Haaland, il gesto per il piccolo Dennis: la sua maglia alla famiglia del bimbo scomparso
Oltre al centravanti implacabile, che sta guidando la sua Norvegia in un Mondiale al di là di ogni immaginazione, c'è molto di più Ed Erling Haaland non perde occasione per dimostrarlo. Per farsi conoscere. Per raccontarsi senza filtri. L'ultima dimostrazione, come scrive il Corriere dello Sport, lega direttamente il N°9 alla sua Patria.
La storia di Dennis
L'attaccante della Norvegia e del Manchester City ha letto la storia di Dennis, bambino di appena sei anni investito da un'auto pirata in una zona residenziale del comune di Time, a Jæren, in provincia di Stavanger, praticamente i luoghi in cui lo stesso Haaland è cresciuto. La persona alla guida non si è fermata: in un Paese come la Norvegia, un episodio di questo tipo, con la relativa omissione di soccorso, ha avuto un'eco enorme.
Il gesto della maglia
Dennis amava Haaland, andava in giro con la maglia del City e quella della Norvegia, e sognava di diventare come lui. Per questo l'attaccante e la sua famiglia, una volta appresa la storia e viste le foto del bambino, hanno deciso di spedire una maglia a casa sua. Il padre del piccolo, Thomas Skjorestad, ha pubblicato l'immagine della maglietta con la lettera che l'accompagnava, scrivendo sui social di essere rimasto profondamente commosso e ringraziando Haaland per il gesto verso il suo idolo. Lo stesso Haaland ha voluto far arrivare un messaggio alla famiglia, esprimendo vicinanza pur riconoscendo l'impossibilità di comprendere fino in fondo un dolore simile.

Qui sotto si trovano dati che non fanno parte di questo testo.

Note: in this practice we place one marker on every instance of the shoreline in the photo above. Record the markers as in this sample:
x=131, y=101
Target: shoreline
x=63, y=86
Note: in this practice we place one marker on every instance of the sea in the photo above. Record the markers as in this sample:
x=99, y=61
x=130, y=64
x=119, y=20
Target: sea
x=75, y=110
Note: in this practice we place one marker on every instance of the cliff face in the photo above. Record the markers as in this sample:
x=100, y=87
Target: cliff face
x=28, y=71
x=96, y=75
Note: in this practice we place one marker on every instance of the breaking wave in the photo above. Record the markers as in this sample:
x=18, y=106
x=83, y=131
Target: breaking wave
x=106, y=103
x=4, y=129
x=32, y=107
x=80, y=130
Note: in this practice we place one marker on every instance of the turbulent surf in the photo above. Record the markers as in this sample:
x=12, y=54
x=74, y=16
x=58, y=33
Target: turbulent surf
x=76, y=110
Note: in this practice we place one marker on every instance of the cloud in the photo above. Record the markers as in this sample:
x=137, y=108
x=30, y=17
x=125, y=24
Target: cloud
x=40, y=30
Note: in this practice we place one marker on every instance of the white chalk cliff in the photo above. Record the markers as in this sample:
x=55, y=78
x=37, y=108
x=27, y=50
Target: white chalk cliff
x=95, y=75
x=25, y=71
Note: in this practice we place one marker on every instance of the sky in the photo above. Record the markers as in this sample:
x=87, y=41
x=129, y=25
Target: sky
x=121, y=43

Il funerale e il legame con il Mondiale
La lettera dell'attaccante ha commosso la Norvegia, già colpita dall'incidente e dalle sue conseguenze. L'intera comunità si è stretta attorno alla famiglia del bambino, e durante il funerale è stata suonata "Sammen for Norge" ("Insieme per la Norvegia"), canzone particolarmente amata da Dennis e divenuta inno di questo Mondiale. Sulla bara del bambino, oltre ai fiori, è stata deposta una maglia rossa, i colori della Norvegia. A una settimana dall'incidente, Haaland ha voluto spedire ai genitori e alla sorellina del piccolo la propria maglia numero 9, mettendo da parte per un momento gli impegni della rassegna iridata per una priorità ben più importante.